Karugarama insisted that there is no contradiction on in the governments program.
“The government’s program of tracking down the mass killers and the prison decongesting does not mean there is a contradiction in the two policies. On the contrary, I think the two are supplementing each other,” he said.
Karugarama said the government is not tampering with the judicial system as speculated by opponents of the president.
“That cannot be true. If you look backward in 1994, this country was holding more than 22 hundred thousand detainees. Progressively these have been released either through court action, through investigation and through all sorts of interventions such as this current releases.
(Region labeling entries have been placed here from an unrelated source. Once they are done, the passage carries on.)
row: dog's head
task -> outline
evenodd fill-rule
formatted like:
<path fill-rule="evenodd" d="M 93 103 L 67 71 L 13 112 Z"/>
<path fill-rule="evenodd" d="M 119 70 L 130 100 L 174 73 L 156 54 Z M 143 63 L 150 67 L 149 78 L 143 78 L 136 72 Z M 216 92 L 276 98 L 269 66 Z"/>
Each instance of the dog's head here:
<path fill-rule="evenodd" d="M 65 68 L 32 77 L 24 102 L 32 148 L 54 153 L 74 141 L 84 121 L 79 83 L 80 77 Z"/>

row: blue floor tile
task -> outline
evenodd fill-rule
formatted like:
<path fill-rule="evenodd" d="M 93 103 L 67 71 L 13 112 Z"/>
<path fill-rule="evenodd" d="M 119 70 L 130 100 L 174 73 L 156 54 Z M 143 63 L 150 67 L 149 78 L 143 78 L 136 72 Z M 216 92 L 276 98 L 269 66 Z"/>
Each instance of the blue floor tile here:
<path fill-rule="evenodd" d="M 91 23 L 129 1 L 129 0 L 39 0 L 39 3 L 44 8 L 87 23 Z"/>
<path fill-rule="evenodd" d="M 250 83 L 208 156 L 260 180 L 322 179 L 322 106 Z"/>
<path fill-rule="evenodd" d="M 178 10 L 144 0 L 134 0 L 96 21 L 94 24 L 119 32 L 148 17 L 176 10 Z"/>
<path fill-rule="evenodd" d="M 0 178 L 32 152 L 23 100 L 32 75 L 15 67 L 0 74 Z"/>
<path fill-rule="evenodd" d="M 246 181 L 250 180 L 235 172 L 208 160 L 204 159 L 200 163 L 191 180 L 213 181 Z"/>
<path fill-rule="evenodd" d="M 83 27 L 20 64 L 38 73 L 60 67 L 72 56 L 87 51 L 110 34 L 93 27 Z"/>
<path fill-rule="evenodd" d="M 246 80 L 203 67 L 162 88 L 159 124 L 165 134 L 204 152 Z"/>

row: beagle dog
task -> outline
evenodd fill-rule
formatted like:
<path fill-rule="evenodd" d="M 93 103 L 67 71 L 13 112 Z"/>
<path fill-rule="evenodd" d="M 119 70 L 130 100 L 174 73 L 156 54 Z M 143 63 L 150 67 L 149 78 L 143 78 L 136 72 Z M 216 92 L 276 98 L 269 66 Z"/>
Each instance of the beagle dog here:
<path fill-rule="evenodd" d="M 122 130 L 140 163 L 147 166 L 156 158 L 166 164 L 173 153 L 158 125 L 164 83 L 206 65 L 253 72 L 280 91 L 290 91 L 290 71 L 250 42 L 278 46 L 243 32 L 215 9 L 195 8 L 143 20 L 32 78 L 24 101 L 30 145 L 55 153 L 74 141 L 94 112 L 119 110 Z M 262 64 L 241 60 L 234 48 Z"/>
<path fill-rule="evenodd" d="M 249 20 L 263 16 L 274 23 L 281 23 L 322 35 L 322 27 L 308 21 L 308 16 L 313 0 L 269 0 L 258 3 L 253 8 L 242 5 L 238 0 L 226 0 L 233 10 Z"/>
And we are now having about fifty thousand detainees,” he said.
He said the prisoners release forms part of the government’s drive to heal the nation.
“Part of national building is that you create condition, broad conditions over which Rwandans can reconstruct their country, can establish minimum standards of transparency in the trials, minimum standards in coexistence, minimum standards of forgiveness, minimum standards of unity ands reconciliation,” he said.